God this is really getting long. So OK. What we have here is a ghost story that should have been Finn is killed when his car slides off the icy road, which occurs before he picks up zombie Lily. Their quest to go to Knoxville should have been revealed at the end to have taken place in the bardo. She mentions the bardo. George Saunders’ “Lincoln in the Bardo” beat her to that reference, something she mentioned in that British interview, and reviews have also mentioned it. But Lorrie didn’t use it properly! Finn and Lily are both dead, trying to reconcile their relationship in the afterlife, but cannot. Simple.
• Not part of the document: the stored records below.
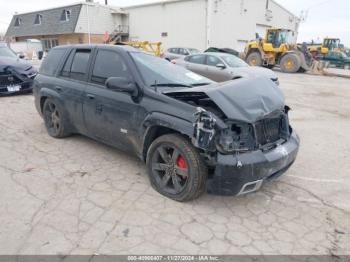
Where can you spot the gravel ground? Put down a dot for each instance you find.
(77, 196)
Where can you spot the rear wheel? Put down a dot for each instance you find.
(54, 119)
(175, 168)
(254, 59)
(290, 63)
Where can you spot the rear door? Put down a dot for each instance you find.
(72, 84)
(109, 114)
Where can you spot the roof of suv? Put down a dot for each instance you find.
(112, 47)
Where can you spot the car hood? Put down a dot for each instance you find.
(244, 99)
(254, 71)
(17, 64)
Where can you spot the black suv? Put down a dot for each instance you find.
(193, 134)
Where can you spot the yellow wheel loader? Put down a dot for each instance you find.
(275, 49)
(328, 44)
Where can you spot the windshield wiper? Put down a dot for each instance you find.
(201, 84)
(170, 85)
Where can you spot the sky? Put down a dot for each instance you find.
(325, 17)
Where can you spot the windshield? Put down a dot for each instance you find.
(234, 61)
(193, 51)
(7, 52)
(159, 72)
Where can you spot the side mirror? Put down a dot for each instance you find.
(121, 84)
(221, 66)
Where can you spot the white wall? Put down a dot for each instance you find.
(101, 19)
(185, 23)
(232, 22)
(235, 22)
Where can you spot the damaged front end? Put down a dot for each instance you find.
(243, 132)
(16, 80)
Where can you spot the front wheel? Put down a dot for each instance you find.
(254, 59)
(175, 168)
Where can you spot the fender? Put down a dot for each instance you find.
(49, 93)
(46, 92)
(159, 120)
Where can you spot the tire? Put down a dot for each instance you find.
(175, 168)
(301, 70)
(290, 63)
(54, 118)
(269, 66)
(254, 59)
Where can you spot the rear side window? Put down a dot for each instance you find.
(173, 50)
(80, 64)
(196, 59)
(183, 51)
(108, 64)
(51, 62)
(76, 65)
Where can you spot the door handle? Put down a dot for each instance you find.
(90, 96)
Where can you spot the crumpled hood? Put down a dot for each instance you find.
(254, 71)
(17, 64)
(244, 99)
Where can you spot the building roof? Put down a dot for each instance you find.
(51, 22)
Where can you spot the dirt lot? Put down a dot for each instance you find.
(76, 196)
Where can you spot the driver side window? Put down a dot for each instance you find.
(213, 61)
(108, 64)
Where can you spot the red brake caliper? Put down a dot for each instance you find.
(180, 161)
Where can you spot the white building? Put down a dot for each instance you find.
(187, 23)
(204, 23)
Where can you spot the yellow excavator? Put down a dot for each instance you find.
(276, 49)
(328, 44)
(149, 47)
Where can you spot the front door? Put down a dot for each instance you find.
(109, 115)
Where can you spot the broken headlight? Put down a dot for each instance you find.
(239, 137)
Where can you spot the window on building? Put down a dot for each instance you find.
(108, 64)
(80, 64)
(51, 62)
(49, 43)
(38, 19)
(65, 16)
(18, 21)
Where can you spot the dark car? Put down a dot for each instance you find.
(16, 75)
(337, 59)
(193, 134)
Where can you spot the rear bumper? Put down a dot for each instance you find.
(245, 173)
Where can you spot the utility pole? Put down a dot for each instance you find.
(88, 18)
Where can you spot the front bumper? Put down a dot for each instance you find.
(25, 87)
(246, 172)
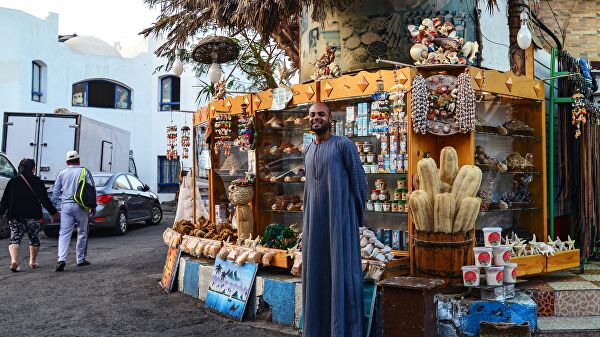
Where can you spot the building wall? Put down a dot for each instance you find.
(27, 38)
(581, 20)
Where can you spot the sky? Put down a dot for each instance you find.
(109, 20)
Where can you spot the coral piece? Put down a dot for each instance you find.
(443, 213)
(429, 180)
(448, 165)
(421, 209)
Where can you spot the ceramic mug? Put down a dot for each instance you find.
(494, 275)
(492, 236)
(470, 276)
(483, 256)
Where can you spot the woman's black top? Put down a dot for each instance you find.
(21, 203)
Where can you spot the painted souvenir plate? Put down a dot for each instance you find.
(441, 94)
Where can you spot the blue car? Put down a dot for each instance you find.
(122, 199)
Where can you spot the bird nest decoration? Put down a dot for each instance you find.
(216, 49)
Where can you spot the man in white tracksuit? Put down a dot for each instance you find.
(71, 212)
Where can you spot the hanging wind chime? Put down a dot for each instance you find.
(185, 142)
(172, 142)
(245, 139)
(579, 113)
(224, 133)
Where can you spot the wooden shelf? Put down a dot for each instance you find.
(396, 213)
(400, 252)
(282, 211)
(280, 183)
(528, 209)
(520, 137)
(397, 173)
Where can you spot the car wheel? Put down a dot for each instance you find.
(156, 216)
(121, 225)
(4, 228)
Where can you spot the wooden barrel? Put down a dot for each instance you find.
(441, 255)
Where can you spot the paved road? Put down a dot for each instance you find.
(118, 295)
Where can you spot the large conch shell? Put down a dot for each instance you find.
(418, 52)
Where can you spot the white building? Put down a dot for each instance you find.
(86, 75)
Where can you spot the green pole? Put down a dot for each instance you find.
(551, 142)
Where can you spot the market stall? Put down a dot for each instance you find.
(257, 134)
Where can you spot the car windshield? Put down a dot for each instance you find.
(101, 180)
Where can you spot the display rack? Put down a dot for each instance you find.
(499, 95)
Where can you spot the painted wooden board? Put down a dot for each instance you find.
(563, 260)
(230, 288)
(170, 268)
(530, 265)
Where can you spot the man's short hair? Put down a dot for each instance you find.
(322, 103)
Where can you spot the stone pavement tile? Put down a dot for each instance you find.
(545, 302)
(568, 323)
(563, 278)
(573, 285)
(577, 303)
(591, 277)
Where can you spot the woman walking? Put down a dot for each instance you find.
(22, 198)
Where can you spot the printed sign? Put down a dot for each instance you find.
(170, 269)
(230, 287)
(281, 96)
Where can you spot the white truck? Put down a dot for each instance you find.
(46, 137)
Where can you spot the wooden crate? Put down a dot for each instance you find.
(530, 265)
(563, 260)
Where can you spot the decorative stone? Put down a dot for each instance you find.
(479, 78)
(328, 88)
(539, 89)
(402, 78)
(362, 84)
(310, 92)
(509, 83)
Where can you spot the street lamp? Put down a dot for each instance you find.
(524, 34)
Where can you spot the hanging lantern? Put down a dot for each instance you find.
(215, 50)
(172, 142)
(185, 141)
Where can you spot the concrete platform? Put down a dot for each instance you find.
(583, 326)
(276, 297)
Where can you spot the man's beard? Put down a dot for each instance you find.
(322, 130)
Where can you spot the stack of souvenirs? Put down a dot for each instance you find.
(383, 201)
(494, 258)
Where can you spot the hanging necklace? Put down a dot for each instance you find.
(419, 104)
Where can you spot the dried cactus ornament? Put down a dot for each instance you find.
(446, 199)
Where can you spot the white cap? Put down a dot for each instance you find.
(71, 155)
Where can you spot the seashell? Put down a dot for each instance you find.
(353, 42)
(447, 43)
(360, 54)
(427, 23)
(467, 48)
(345, 33)
(452, 57)
(369, 37)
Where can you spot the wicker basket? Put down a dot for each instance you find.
(240, 195)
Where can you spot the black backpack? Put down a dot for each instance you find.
(85, 194)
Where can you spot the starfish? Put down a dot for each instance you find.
(570, 243)
(291, 251)
(533, 246)
(551, 243)
(560, 246)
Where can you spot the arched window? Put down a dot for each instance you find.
(37, 93)
(101, 94)
(169, 93)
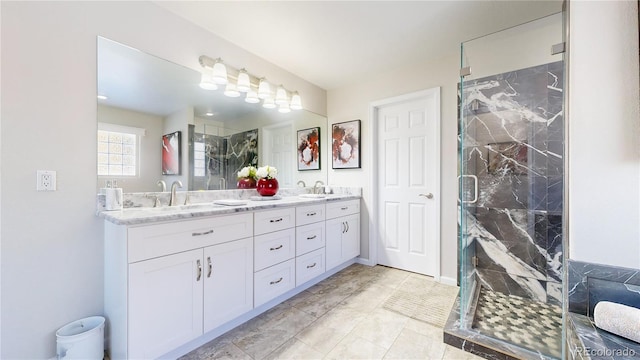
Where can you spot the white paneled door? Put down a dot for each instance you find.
(409, 182)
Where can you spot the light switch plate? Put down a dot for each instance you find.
(46, 180)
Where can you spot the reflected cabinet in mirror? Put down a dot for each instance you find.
(156, 125)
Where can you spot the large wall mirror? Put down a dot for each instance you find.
(146, 103)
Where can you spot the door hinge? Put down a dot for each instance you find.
(557, 48)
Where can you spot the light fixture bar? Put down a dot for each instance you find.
(243, 81)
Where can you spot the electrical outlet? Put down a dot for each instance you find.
(46, 180)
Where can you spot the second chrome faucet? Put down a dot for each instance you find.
(174, 185)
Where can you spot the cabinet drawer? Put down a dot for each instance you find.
(342, 208)
(274, 281)
(274, 248)
(309, 214)
(309, 237)
(146, 242)
(274, 220)
(309, 266)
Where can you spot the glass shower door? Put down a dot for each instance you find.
(511, 179)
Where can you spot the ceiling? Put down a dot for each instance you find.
(337, 43)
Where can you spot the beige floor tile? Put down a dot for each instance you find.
(369, 298)
(381, 327)
(355, 347)
(342, 319)
(321, 338)
(295, 349)
(412, 345)
(452, 353)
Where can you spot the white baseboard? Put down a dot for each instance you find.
(448, 281)
(367, 262)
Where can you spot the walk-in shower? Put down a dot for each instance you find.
(511, 138)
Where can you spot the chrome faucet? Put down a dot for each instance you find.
(163, 185)
(172, 199)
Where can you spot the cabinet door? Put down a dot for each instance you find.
(351, 237)
(228, 282)
(165, 303)
(333, 242)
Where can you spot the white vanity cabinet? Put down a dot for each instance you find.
(342, 232)
(166, 284)
(310, 241)
(274, 253)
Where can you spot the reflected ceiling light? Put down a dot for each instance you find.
(231, 90)
(219, 75)
(284, 108)
(264, 89)
(269, 103)
(281, 96)
(244, 82)
(296, 101)
(252, 97)
(216, 73)
(206, 81)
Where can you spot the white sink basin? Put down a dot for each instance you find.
(313, 196)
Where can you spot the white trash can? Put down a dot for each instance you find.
(81, 339)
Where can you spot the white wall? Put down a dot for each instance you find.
(517, 48)
(353, 102)
(604, 133)
(150, 159)
(52, 243)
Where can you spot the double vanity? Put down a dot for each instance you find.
(178, 275)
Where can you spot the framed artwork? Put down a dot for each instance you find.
(345, 147)
(507, 158)
(309, 149)
(171, 153)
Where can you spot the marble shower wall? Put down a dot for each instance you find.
(513, 143)
(219, 157)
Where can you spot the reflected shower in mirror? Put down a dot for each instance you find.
(148, 97)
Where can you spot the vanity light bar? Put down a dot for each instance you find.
(215, 71)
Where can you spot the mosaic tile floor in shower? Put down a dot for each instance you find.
(533, 325)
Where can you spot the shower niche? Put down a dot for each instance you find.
(511, 156)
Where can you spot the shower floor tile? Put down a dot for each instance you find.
(534, 325)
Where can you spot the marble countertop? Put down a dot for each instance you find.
(147, 215)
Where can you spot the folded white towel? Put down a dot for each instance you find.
(619, 319)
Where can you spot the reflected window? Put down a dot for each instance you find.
(118, 148)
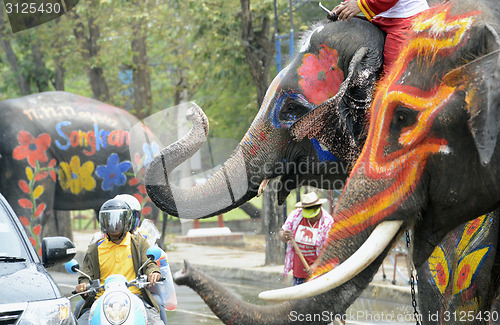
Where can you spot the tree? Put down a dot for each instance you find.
(259, 48)
(87, 33)
(22, 80)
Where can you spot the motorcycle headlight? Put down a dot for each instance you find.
(116, 307)
(55, 311)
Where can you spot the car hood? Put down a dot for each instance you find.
(24, 281)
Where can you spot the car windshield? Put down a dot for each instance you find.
(11, 243)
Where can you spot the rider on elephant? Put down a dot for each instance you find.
(394, 17)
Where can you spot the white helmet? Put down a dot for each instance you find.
(134, 205)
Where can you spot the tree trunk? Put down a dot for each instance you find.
(273, 220)
(259, 49)
(59, 77)
(89, 51)
(142, 84)
(40, 73)
(22, 81)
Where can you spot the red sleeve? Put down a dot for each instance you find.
(371, 8)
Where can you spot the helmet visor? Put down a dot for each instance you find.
(113, 220)
(312, 212)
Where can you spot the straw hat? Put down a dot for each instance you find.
(310, 200)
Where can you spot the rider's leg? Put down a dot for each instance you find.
(163, 312)
(84, 319)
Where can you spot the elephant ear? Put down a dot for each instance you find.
(482, 77)
(338, 122)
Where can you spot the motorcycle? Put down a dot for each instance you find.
(117, 305)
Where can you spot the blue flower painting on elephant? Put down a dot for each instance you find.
(67, 152)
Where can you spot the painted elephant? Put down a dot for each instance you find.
(60, 151)
(457, 276)
(349, 229)
(430, 160)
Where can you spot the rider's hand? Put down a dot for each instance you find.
(287, 235)
(347, 9)
(153, 277)
(81, 287)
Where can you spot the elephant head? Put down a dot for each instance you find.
(307, 131)
(430, 160)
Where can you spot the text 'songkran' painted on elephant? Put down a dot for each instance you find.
(61, 151)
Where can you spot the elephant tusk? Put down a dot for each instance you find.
(262, 187)
(364, 256)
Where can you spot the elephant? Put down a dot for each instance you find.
(346, 236)
(453, 279)
(335, 104)
(61, 151)
(429, 161)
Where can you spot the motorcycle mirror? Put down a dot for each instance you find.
(57, 250)
(72, 266)
(154, 253)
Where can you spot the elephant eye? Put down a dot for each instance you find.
(292, 110)
(403, 117)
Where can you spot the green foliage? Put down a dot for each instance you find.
(190, 45)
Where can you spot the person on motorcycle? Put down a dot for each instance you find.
(134, 204)
(119, 252)
(136, 208)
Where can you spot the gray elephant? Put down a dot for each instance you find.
(321, 96)
(61, 151)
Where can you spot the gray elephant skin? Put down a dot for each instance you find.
(413, 155)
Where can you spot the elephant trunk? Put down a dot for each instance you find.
(321, 309)
(232, 185)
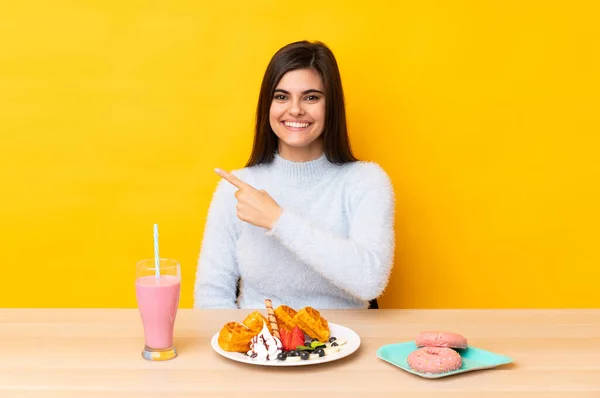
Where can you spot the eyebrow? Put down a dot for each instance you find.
(312, 90)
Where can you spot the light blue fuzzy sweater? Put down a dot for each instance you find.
(332, 247)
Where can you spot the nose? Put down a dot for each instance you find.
(295, 108)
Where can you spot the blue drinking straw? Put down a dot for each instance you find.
(156, 258)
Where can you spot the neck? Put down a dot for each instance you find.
(301, 173)
(303, 154)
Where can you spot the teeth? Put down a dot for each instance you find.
(296, 125)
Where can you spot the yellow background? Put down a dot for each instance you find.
(484, 114)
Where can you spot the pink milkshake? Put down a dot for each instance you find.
(158, 300)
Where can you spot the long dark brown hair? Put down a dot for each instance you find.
(303, 55)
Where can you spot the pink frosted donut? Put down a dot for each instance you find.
(440, 339)
(434, 360)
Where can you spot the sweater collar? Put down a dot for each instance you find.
(302, 173)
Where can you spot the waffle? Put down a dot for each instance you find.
(254, 321)
(235, 337)
(285, 317)
(312, 323)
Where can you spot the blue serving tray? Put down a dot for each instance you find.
(473, 359)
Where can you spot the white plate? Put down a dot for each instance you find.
(338, 331)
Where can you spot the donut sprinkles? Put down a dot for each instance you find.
(436, 353)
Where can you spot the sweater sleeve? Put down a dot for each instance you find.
(217, 273)
(361, 262)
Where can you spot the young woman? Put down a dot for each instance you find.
(305, 222)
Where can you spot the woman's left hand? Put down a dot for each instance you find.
(254, 206)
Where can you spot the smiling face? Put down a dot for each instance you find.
(297, 115)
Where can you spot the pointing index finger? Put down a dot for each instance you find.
(233, 180)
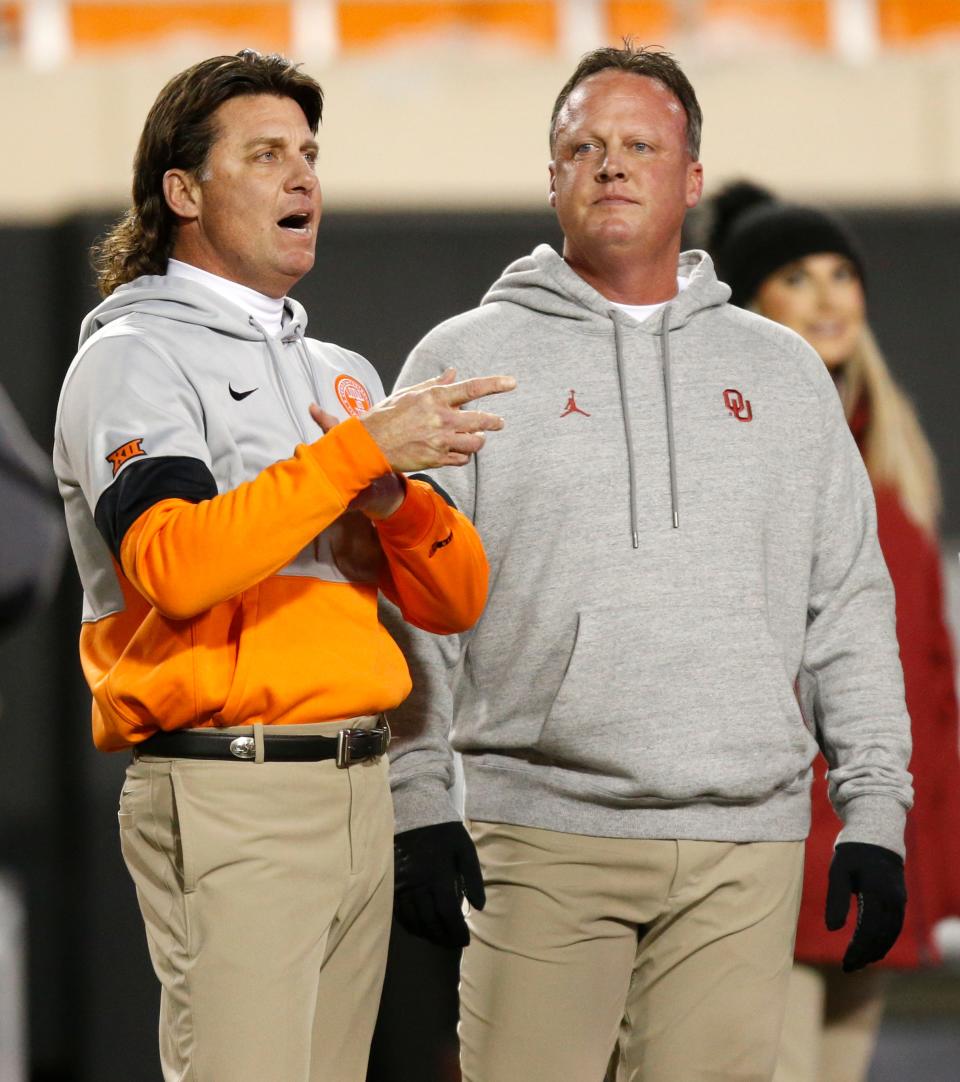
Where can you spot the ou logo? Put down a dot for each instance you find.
(738, 406)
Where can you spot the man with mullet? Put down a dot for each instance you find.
(680, 528)
(237, 499)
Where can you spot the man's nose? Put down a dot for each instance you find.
(302, 177)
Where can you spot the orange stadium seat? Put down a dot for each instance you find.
(909, 22)
(363, 23)
(95, 25)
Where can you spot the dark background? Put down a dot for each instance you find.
(381, 281)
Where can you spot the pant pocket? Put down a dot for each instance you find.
(184, 829)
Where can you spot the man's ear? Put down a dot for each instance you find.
(694, 184)
(183, 194)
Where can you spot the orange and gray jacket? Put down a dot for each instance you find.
(225, 581)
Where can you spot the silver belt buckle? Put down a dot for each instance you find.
(242, 748)
(344, 751)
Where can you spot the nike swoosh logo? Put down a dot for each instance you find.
(439, 544)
Not unlike Lincoln going to son Willie’s tomb and trying to reconcile himself to the loss of his marvelous child.

Maybe Lorrie changed it because George beat her to the punch? Didn’t want readers to say, oh, you got this from George, even though she was working on it when George’s work came out? That’s a pity. It shoulda been better. Because it really doesn’t work this way. It ends with Finn at his brother’s funeral. Doesn’t fit. Doesn’t work. Should have ended with Finn’s funeral, and the announcement that he wanted to be donated to the cadaver farm, but there was a mixup and he ended up in the same green graveyard as Lily. Now that is a perfect ending. Think about it, relative to the title: “..if this is not my home. Not my final resting place, that green graveyard..so I – dead body Finn, dead body Lily..are homeless in the bardo. Problem to fix throughout book. So obvious. Lorrie..why? Explain yourself, woman.

Final thought: two terrific writers are channeling something very similar. Lincoln..the Bardo..loss..reconciliation. They both tapped into the cosmic consciousness after having been tasked with talking about it to enlighten readers about something that must be known. Hey, it’s about the multiverse again (see last post below). I have not written on that particular topic, but I have delved into something similar in writing something for Aunt Jopie about her brother Clemmie. I’ve described it, but haven’t put it out to anyone other than her. After she goes, I’ll put it out as a two part story. Apparently, this stuff needs to be said for skeptics who don’t get that it’s all just quantum mechanics. We have so much to learn as humans. Hope we figure it all out before we become obsolete via climate change and AI.